With Big SQL, we bring something very special to Hadoop that no other technology can. If you were trying to offload data warehouse workloads to Hadoop, we asked ourselves, what would be the one killer feature? Well, what if we could support existing SQL syntax nuances from IBM DB2, IBM PureData System for Analytics powered by Netezza technology and Oracle Database—and all at once? In Big SQL, that kind of support is exactly what we did. You can use the syntax you know already and write queries for Hadoop in just the same way you would write them for your other systems. It unlocks the full potential for SQL on Hadoop, and this step forward is huge for customers using HDP.
Are there other advantages?
Concurrency. The Big SQL engine can handle and coordinate queries even if hundreds of concurrent users are running the most difficult, complex queries. Again, this capability is great for data warehousing workloads in which you will definitely have many users hitting the platform.
Big SQL works exceptionally well in environments where data exceeds available memory. Architecturally, this factor is the only way you can get maximum concurrency, and it’s what Big SQL is built for. And Big SQL makes offloading your data warehouse and giving mainstream users a query-able archive of older data far easier to support additional use cases such as predictive modeling and machine learning—which get more powerful with more data. And because the data is all in Hadoop, data scientists can do whatever they like with it, using whatever tools are best for the job.
Why is Big SQL better than other SQL engines for Hadoop?
Hive got more performance by scaling to more nodes using MapReduce, but just because you can scale to hundreds or thousands of machines to reach your performance objectives doesn’t mean you want to it. I’d rather manage 100 nodes instead of 1,000 nodes, any day. Spark changed how we think about scale-out performance by exploiting in-memory processing, and now you’re seeing the same workloads run faster with fewer nodes using Spark.
But here’s the thing: while everyone (now) is trying to get more performance by exploiting memory, we are going in the opposite direction with Big SQL. This approach is different, so I hope readers are paying attention. Big SQL works exceptionally well in environments where data exceeds available memory. Architecturally, this is the only way you can get maximum concurrency, and this is what Big SQL is built for.
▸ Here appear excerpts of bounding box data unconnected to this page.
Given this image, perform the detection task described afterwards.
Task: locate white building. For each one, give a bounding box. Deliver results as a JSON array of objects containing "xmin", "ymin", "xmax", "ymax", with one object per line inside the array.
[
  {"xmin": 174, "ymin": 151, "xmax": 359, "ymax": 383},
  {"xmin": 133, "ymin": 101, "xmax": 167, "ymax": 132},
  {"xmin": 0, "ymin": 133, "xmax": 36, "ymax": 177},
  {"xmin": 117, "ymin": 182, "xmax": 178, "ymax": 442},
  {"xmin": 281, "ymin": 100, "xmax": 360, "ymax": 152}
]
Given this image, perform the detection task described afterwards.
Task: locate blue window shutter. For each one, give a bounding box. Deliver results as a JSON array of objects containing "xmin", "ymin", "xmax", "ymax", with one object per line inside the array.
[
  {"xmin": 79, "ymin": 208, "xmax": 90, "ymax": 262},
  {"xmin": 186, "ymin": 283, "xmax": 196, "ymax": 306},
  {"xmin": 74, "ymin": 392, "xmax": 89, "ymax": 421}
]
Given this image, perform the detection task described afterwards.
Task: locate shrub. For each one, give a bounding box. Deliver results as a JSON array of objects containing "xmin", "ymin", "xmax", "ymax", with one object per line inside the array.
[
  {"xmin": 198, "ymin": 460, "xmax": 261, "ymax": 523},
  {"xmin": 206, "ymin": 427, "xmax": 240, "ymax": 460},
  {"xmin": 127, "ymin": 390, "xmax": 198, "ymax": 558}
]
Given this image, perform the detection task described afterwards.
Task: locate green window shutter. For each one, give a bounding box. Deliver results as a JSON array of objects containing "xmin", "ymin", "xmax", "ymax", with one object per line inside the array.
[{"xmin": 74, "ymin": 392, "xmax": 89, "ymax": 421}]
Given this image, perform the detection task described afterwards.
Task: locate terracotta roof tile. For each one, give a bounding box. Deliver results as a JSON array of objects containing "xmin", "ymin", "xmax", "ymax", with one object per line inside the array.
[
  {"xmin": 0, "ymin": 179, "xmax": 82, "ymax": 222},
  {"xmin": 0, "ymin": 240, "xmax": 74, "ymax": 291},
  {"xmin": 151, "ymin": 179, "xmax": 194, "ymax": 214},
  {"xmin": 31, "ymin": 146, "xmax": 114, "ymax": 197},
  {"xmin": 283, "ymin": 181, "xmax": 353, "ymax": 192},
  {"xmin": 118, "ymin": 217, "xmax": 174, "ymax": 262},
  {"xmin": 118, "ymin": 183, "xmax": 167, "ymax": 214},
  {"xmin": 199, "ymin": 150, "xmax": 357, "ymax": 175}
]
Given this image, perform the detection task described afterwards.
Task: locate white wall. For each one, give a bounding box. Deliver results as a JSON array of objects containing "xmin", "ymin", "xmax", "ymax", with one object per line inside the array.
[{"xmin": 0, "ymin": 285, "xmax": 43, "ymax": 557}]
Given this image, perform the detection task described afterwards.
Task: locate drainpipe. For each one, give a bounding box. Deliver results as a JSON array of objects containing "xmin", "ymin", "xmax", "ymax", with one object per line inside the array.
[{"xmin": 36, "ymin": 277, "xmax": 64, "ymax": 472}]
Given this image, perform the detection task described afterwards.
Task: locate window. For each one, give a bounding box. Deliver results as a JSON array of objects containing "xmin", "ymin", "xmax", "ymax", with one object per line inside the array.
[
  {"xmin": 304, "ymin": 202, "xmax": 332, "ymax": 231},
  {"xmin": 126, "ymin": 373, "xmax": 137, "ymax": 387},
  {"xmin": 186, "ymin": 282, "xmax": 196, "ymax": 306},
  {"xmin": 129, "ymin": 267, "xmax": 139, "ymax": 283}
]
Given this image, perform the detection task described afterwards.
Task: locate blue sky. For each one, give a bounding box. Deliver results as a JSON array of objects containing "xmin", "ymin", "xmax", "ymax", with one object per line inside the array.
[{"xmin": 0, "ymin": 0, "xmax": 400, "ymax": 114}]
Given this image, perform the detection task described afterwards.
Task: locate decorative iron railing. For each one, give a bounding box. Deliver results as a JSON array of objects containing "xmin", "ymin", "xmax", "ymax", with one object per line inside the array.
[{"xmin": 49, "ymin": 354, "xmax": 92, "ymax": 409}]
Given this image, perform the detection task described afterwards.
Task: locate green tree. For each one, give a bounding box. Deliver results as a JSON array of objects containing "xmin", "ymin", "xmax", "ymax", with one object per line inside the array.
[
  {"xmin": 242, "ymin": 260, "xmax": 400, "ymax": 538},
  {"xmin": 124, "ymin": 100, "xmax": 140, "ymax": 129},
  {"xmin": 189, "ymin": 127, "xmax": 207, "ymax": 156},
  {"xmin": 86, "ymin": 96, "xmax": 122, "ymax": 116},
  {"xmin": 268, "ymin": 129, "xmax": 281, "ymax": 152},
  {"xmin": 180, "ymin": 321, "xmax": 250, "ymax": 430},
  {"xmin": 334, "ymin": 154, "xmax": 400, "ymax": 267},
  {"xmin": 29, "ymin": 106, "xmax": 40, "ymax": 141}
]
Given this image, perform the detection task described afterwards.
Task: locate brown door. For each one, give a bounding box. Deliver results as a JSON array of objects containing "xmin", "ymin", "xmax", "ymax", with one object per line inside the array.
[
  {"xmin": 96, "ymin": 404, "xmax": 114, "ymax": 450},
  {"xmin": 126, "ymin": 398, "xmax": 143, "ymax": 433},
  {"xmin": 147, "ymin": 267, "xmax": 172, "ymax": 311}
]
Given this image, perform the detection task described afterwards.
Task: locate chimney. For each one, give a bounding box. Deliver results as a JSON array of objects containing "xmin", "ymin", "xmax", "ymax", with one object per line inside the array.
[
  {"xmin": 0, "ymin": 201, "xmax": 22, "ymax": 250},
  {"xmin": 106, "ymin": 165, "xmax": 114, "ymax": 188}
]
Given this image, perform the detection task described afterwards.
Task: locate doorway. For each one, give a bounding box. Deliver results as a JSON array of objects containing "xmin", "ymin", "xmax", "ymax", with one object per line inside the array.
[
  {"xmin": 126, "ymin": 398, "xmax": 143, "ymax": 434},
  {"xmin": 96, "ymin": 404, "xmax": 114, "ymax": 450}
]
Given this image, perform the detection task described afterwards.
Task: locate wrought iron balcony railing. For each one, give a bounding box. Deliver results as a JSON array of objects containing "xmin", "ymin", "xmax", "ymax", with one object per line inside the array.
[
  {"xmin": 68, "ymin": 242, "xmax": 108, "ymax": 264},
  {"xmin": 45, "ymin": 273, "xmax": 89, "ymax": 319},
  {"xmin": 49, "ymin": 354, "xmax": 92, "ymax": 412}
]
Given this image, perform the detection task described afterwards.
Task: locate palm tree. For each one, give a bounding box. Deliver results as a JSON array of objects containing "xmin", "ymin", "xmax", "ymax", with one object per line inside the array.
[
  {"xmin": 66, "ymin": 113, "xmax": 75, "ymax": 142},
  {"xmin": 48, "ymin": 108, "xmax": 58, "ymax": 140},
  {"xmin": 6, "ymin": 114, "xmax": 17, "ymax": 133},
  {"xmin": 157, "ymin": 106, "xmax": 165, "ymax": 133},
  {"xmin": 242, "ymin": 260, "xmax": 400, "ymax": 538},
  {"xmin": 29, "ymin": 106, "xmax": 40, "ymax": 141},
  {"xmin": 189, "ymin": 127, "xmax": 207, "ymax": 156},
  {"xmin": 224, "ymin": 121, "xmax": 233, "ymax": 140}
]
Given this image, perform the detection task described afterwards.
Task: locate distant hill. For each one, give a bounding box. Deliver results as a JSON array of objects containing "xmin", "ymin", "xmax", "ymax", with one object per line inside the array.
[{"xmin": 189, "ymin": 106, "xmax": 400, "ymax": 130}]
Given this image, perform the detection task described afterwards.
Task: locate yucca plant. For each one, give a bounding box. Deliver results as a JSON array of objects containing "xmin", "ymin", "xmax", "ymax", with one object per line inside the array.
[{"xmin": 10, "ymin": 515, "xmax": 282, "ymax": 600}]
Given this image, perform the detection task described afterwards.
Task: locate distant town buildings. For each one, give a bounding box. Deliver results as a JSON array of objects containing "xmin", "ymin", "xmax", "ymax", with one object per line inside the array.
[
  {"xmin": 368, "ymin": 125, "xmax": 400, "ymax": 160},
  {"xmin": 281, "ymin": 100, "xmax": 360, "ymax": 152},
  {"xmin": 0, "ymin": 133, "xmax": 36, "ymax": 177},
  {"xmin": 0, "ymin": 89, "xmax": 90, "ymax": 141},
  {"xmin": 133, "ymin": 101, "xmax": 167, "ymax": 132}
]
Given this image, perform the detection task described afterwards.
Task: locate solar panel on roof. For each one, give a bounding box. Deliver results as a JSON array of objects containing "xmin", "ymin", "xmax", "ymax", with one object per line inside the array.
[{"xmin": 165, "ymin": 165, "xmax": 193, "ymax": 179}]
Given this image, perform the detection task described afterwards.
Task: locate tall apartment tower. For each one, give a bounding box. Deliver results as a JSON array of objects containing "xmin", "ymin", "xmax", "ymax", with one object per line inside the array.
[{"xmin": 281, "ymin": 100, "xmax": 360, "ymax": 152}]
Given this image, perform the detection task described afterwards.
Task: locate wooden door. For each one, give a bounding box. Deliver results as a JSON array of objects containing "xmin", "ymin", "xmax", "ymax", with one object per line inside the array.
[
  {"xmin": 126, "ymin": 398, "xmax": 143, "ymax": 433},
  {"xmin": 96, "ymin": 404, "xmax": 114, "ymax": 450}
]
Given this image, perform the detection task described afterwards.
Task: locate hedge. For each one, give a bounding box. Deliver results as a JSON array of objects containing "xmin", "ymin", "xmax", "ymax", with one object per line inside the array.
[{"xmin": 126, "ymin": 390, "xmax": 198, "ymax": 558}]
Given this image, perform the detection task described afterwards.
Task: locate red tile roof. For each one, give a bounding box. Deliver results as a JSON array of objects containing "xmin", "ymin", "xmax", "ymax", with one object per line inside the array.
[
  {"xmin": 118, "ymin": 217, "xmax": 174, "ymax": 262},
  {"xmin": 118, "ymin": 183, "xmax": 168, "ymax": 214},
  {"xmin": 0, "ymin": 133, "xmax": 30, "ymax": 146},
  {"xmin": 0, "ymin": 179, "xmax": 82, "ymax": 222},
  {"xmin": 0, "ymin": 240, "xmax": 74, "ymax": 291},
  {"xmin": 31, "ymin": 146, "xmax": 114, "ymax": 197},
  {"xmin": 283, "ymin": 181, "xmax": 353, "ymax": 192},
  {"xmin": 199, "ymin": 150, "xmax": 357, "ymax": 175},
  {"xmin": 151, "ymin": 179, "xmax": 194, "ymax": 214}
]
In-memory approaches used by technologies such as Spark SQL are very fast but will have challenges scaling to support many concurrent users running complex SQL. Not to knock Spark SQL, but IBM is a huge contributor to Spark and Spark SQL. But people need to recognize that SQL is a language, not a workload. Big SQL is engineered for warehousing on Hadoop. Spark SQL and Big SQL can be used concurrently for the same data sets on Hadoop because they’re open. Use Spark SQL, Big SQL, and other SQL tools together for what they are good for.
Many customers want to use open source because it is free. Big SQL is not open source, and it isn’t free. What’s your response?
Hadoop and open source aren’t really free. The software is free, but you need to run the software somewhere, and you need people to make it work. The time to make it work the way you want also isn’t free. When you want support for a Hadoop distribution, you don’t pay for the software, but you probably pay for support on a subscription basis. So Big SQL is available on a subscription basis too, for those who prefer subscribing to the tool. Paying on a month-to-month basis costs less only for as long as you get value for it.
Nevertheless, many users are starting with small- to medium-sized Hadoop clusters. As they get more SQL workloads and users, they find themselves adding nodes very quickly. Big SQL is comfortably five-to-ten times faster than Hive for complex queries, which means you can get more done with fewer nodes. So an investment in Big SQL could mean a dramatic reduction in your overall TCO for Hadoop. Big SQL isn’t free, but what if it could save you money in the end?